Is this really the moment to build a new, advanced multi-user machine today? Especially one that is founded on a stone dead engineering with the word length of 36 bits? That is anyway what a bunch of enthusiasts in the US are doing, and they plan to make money on the business.

The starting point for XKL, as the company is called, is Digital's mainframe DEC-20, which was cancelled in 1982. Many of those who used it then still think it was the most userfriendly computer built, and one of the most convenient to program.

XKL was founded in 1992 by Len Bosack, one of those who founded the computer communication company Cisco almost ten years earlier. He sold his part of the company in 1991, because he felt the company had grown too large, and ended up with a surplus of money.

- But I could not sit and only look at the Mediterranean, so I had to find something new to do. My new project was XKL, says Len Bosack.

Financing was no problem after having sold Cisco. But where to find the buyers?

- What we did when we started Cisco was to build a decently efficient router to a reasonable price. We found a small niche in computer communications. Now I wanted to do the same trick with a new computer design, says Len Bosack.

- It was obvious that computers have become faster, and communication devices better, but there is one exception: most computers still have disks which are a 100 times slower than the RP07 that was used in a DEC-20.

So there should, according to the reasoning at XKL, be a potential for a computer that to a reasonable cost gives a high I/O-capacity. Especially as I/O-intense applications like video on demand will increase in popularity. And the decision was to build such a computer based on the old 36-bit architecture from Digital.

At the beginning of June 1996 the development work was completed and XKL could announce its computer under the name Toad-1. The operating systems offered are TOPS-20 (the operating system for DEC-20) and a slightly reduced version of TOPS-10. The operating system is in addition Posix-compatible, and many unix programs can be run without changes in the source code.

- We knew that TOPS-20 was reasonably efficient. We also knew that there was a market for new TOPS-10/20 machines, as replacement for the old Digital ones. There is a number of such machines in service today, and they cost enormous money in power, service, space and cooling.

- But when we talked to Digital about buying the rights to TOPS-20 there was very few people who wanted to remember that they had sold those machines, tells Len Bosack.

The purchase price of a Toad-1 is about the same as cooling and power for running a DEC-20 during a year. Also important for the prospective buyers are that their staff knows the existing software, which can be used directly in the replacement computer. If the operating system and software has to be changed, the staff needs education, and the new system has to be run in parallell to the old one for a while. That costs time and money.

Compuserve in USA is one of the big potential customers, as their computers to a large extent are 36-bit machines. But XKL is also aiming at another possible market, which may well become larger than the market for replacing old machines.

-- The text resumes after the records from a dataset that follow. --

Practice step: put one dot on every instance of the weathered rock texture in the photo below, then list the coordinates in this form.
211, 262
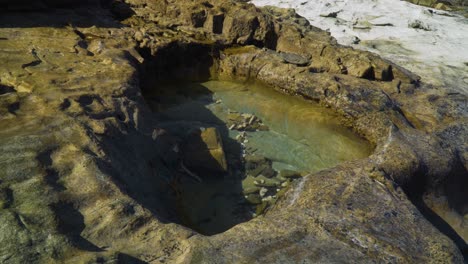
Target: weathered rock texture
78, 145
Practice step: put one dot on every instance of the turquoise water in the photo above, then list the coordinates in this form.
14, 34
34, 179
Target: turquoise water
302, 136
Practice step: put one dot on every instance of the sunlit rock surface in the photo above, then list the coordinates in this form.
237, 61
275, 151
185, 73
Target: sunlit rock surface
431, 43
80, 148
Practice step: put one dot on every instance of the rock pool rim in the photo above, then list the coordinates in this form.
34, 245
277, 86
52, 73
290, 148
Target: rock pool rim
203, 62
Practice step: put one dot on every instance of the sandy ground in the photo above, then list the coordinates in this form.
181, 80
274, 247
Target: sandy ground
429, 42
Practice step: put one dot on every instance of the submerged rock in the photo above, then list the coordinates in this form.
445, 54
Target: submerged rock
203, 149
83, 173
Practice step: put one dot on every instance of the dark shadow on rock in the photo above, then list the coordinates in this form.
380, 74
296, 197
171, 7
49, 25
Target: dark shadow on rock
71, 224
216, 203
52, 176
127, 259
442, 226
57, 13
454, 185
148, 166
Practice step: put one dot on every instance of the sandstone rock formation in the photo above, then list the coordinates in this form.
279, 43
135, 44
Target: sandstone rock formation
79, 147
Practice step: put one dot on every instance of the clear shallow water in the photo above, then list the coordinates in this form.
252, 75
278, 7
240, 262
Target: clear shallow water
302, 137
302, 134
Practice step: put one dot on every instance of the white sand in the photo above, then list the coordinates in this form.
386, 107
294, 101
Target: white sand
439, 55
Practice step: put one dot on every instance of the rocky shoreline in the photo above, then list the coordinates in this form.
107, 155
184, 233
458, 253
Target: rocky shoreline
79, 144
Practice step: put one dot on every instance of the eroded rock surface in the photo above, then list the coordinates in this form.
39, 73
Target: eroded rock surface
78, 144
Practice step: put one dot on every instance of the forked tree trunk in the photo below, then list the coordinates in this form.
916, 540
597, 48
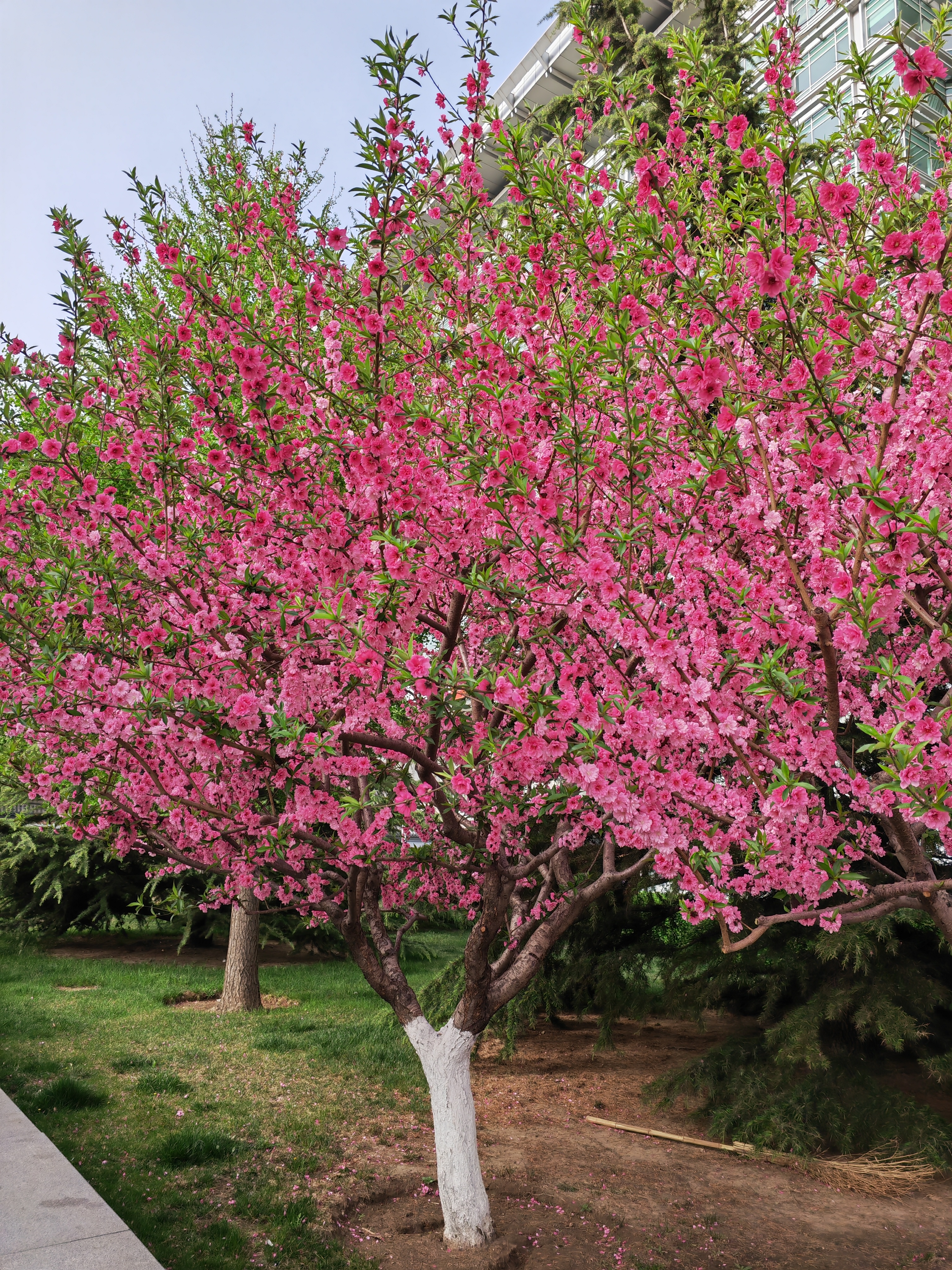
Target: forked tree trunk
242, 990
445, 1056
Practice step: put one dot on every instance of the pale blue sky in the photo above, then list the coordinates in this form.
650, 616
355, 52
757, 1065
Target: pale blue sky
89, 88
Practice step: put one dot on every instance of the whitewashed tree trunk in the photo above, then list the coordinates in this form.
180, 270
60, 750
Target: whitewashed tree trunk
445, 1056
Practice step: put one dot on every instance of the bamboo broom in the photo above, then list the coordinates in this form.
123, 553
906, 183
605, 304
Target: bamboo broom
871, 1174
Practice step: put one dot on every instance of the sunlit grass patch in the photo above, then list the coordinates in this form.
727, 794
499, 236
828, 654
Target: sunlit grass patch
201, 1127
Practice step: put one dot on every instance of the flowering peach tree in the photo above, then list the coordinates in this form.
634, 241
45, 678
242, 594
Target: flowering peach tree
492, 556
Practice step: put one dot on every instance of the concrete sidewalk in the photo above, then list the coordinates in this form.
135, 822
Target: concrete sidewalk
50, 1217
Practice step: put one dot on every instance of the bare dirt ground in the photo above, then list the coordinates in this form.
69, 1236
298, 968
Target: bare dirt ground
566, 1193
149, 949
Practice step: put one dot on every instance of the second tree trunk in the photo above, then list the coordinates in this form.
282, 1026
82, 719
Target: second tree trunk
242, 990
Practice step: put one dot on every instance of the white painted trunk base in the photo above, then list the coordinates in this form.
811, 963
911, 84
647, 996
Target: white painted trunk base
445, 1056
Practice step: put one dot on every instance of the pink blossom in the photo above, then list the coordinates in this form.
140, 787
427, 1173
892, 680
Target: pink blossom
898, 244
838, 200
848, 638
771, 276
864, 285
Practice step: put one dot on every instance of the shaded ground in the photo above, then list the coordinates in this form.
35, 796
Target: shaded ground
144, 949
572, 1194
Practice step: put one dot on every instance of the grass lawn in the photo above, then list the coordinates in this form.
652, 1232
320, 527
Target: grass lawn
205, 1132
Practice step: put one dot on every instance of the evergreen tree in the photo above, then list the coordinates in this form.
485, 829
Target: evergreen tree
634, 51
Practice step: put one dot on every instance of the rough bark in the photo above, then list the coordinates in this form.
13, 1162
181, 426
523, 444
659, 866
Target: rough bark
242, 990
445, 1056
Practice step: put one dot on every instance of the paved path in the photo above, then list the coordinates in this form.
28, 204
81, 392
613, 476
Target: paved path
50, 1217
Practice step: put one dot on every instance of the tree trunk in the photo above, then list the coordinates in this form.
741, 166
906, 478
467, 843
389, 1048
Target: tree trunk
242, 990
445, 1056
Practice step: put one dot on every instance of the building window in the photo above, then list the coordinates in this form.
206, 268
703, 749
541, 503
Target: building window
805, 11
881, 15
923, 153
822, 59
821, 126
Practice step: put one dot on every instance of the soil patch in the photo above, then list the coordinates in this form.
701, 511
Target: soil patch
164, 949
210, 1005
566, 1193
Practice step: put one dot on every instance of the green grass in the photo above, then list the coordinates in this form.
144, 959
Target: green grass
204, 1132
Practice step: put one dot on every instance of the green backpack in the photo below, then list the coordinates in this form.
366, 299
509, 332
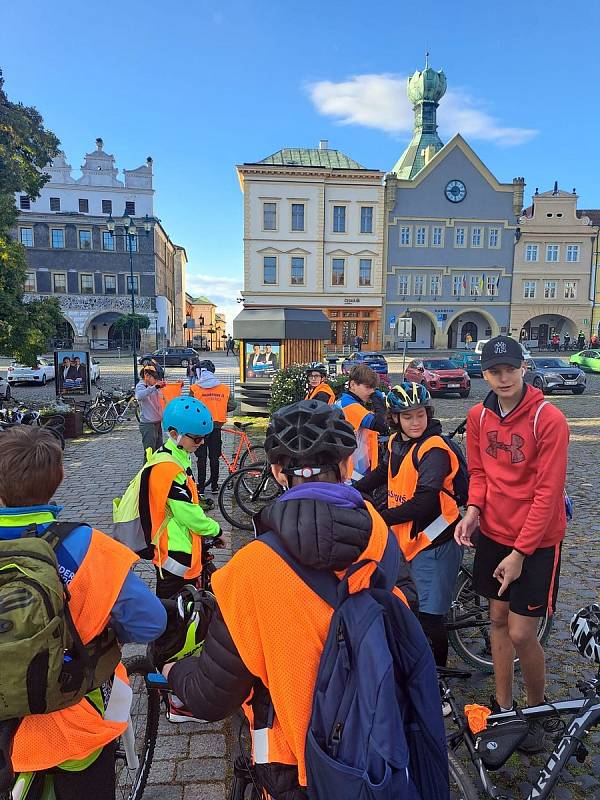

Toad-1 can be used as a file server for video on demand and other I/O-intense applications, and according to Len Bosack for a rather low total price for the capacity you get.

Besides the operating system XKL has ported various useful unix programmes, for example the text editor Gnu Emacs and the development tool make to the Toad. Also the X-client is included, which means you can log into the computer from your X-terminal or workstation. And more will come, says Richard Alderson, which is one of the developers at XKL.

- We will support Digitals networking protocol DECnet and it will be possible to use several processors. And a compiler for Fortran-77 is possible, it depends on what the customers want. We have however no plans for building clusters.

There is at the moment no swedish representative for XKL. But it can anyway be of interest for swedes to know that the operating system handles eight-bit characters; in fact it mostly uses nine-bit characters internally.


Jan Lien is a freelance writer with a large interest for old Digital computers.

XKL is located in Redmond, Washington. Phone +1 - 206 869 9050, fax 206 861 7863.

Joe Smith's private collection, SC Group (ex System Concepts),

Picture text:

- Computers have become faster and communication possibilities better, but there is still an exception: most computers still have discs which are a 100 times slower than RP07 which was used in the DEC-20, says Len Bosack, the old Cisco founder who is now building 36-bit computers after Digital's DEC-20.

[ Grey Box with picture ]

What does a TOAD-1 from XKL give?

The Toad-1 is an unbalanced computer, with far greater I/O-capacity than processor power. The basic configuration consists of a processor, one SCSI-2 card with four buses which can each connect 15 units, and an Ethernet card with four ports. But up to three more I/O-cards can be attached, and still run with one processor.

The backplane has a capacity of 250 Mbyte per second, and according to the manufacturer the machine will sustain full Ethernet speed at 16 connections with full throughput.

In the basic configuration 4 GB disc and 16 MWord (36-bit words, about 72 MB) memory is included. The price is around $100,000.

Service will be exchange of cards, which are later repaired at XKL. Toad-1 is built only with standard components.